Viann Barnett, director of CUB, has worked for the past nine years to help victims reclaim their lives from the horrors of human trafficking. "Off the Streets, a marquee program of CUB, has been at the forefront of addressing the needs of victims of human trafficking and has changed the lives of many,” she says. "We are excited to have UC as a partner on this grant which will help identify the treatment needs of victims and incorporate evidence-based, culturally-sensitive and trauma-informed therapeutic techniques to help the city’s most vulnerable. It is an unfortunate, even horrendous reality that human slavery happens in our own towns and neighborhoods, but it’s one we must confront.”
"Working with underserved populations has been a pleasure and a passion for Dr. Espinola, and it speaks volumes of her character,” says Angelik Smith, director of Strategic Development for CUB. "What this partnership with UC means to CUB is an opportunity to directly impact the lives of victims of domestic human trafficking and to expand our services to reach more women in need. We currently have a waiting list of 45 women seeking refuge and recovery from this horrific life.”
"This funding will allow us to expand the services we provide. The worst feeling our staff endures is the sadness when we have to turn a woman away due to lack of resources, beds or availability, and in some cases, they may never make it back,” she adds.

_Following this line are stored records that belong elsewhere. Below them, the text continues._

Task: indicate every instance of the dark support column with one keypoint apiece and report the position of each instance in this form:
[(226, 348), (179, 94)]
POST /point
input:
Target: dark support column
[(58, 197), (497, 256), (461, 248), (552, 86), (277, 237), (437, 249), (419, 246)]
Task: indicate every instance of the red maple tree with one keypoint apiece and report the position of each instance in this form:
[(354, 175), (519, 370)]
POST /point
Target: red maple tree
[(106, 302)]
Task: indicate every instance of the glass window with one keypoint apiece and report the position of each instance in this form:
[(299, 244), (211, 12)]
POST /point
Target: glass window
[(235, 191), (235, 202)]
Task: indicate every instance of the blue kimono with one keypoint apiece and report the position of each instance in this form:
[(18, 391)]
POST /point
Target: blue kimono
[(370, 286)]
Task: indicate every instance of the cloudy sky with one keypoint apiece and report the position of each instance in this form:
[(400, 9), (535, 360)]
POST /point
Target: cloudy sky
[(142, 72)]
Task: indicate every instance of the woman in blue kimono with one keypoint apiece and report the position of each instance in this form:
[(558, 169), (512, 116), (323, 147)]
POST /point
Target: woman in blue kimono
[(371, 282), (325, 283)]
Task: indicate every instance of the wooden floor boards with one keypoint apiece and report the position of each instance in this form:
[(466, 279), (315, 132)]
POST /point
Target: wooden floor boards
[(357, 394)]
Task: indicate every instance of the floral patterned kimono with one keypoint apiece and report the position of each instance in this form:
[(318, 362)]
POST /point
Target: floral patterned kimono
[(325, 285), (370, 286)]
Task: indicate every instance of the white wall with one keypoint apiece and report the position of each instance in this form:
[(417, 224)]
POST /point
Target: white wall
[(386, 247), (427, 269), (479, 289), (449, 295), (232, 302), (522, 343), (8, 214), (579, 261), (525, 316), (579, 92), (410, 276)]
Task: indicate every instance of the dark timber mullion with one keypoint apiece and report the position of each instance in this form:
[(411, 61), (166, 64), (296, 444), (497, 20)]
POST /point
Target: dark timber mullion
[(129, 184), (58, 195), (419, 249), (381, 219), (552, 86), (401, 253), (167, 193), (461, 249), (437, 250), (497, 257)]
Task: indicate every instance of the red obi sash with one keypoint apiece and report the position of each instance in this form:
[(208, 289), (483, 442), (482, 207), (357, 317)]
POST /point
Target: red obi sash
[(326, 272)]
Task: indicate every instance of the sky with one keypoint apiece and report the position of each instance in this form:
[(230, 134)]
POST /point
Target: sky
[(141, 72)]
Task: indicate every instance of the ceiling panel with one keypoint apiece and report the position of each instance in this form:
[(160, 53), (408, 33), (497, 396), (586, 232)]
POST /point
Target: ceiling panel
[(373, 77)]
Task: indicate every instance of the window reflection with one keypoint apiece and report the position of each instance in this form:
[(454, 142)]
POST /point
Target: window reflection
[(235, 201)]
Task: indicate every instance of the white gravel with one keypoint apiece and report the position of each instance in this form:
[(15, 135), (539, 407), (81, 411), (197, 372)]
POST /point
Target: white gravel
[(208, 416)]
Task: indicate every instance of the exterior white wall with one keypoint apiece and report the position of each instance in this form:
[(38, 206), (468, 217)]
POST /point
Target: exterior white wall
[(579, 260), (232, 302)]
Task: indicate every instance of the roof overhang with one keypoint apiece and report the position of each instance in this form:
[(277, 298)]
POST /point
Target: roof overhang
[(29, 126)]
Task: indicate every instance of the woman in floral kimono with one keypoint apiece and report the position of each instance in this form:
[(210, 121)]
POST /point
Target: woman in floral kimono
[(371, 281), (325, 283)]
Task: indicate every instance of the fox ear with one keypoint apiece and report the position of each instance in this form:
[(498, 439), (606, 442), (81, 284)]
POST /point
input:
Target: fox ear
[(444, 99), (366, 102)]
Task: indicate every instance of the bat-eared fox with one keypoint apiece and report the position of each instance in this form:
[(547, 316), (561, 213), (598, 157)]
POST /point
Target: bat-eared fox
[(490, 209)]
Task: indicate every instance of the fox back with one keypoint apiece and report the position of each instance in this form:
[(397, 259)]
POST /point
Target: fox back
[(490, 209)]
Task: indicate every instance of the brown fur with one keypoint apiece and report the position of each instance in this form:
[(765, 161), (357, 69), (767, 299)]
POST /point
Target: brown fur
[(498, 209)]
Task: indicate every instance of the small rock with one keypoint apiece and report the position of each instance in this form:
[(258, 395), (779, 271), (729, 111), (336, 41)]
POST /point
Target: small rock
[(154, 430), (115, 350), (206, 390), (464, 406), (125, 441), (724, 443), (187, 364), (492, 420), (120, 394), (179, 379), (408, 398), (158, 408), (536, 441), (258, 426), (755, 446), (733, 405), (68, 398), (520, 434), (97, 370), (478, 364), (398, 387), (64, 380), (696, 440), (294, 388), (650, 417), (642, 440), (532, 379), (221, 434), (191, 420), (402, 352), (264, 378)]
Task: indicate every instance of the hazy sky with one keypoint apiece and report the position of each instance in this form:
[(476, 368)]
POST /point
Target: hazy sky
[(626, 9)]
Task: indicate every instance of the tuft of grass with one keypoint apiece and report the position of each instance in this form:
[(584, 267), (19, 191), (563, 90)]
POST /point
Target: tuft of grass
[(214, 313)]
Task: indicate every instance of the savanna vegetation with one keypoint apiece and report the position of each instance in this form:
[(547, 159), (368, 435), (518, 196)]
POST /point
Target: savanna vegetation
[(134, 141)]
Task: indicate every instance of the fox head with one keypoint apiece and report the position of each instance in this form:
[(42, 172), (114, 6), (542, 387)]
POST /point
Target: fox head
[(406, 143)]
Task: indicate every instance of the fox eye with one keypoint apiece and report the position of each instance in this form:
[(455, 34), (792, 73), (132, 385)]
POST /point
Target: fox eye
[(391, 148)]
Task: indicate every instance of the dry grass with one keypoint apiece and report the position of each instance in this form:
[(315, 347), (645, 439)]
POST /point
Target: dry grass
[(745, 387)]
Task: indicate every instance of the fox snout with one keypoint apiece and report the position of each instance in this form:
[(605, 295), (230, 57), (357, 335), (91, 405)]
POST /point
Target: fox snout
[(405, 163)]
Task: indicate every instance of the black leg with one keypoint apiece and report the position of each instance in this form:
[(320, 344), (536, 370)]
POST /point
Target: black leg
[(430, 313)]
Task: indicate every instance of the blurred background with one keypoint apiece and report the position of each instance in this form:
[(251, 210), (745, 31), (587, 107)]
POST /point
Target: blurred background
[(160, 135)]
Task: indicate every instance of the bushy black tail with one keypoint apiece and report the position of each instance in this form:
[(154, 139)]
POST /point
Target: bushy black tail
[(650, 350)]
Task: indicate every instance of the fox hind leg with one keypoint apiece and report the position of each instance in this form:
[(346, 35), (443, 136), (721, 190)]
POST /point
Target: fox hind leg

The grant will serve to improve the identification of domestic victims of sex trafficking, expand collaboration and partnerships to implement multidisciplinary, trauma-informed approaches and strengthen the delivery of services to domestic victims of sex trafficking. "We expect to share the information generated by the program with the field and engage in efforts to integrate project knowledge into policy and practice,” says Espinola. She has presented the project to the Ohio Attorney General’s Human Trafficking Commission and is currently mentoring medical and psychology students from UC who will work with the human trafficking survivors served by the programs this grant helps to fund.
According to the National Human Trafficking Resource Center, Ohio’s rate of human trafficking in the country is behind only California, Texas and Florida. In the last decade, 3,693 human trafficking-related calls were made to help lines in the state.
"This statistic is not something we can stand idly by and accept,” says CUB Board Chair Kathy Haines. "The work of CUB and the contribution by UC are important steps to turn the tide in this epidemic.”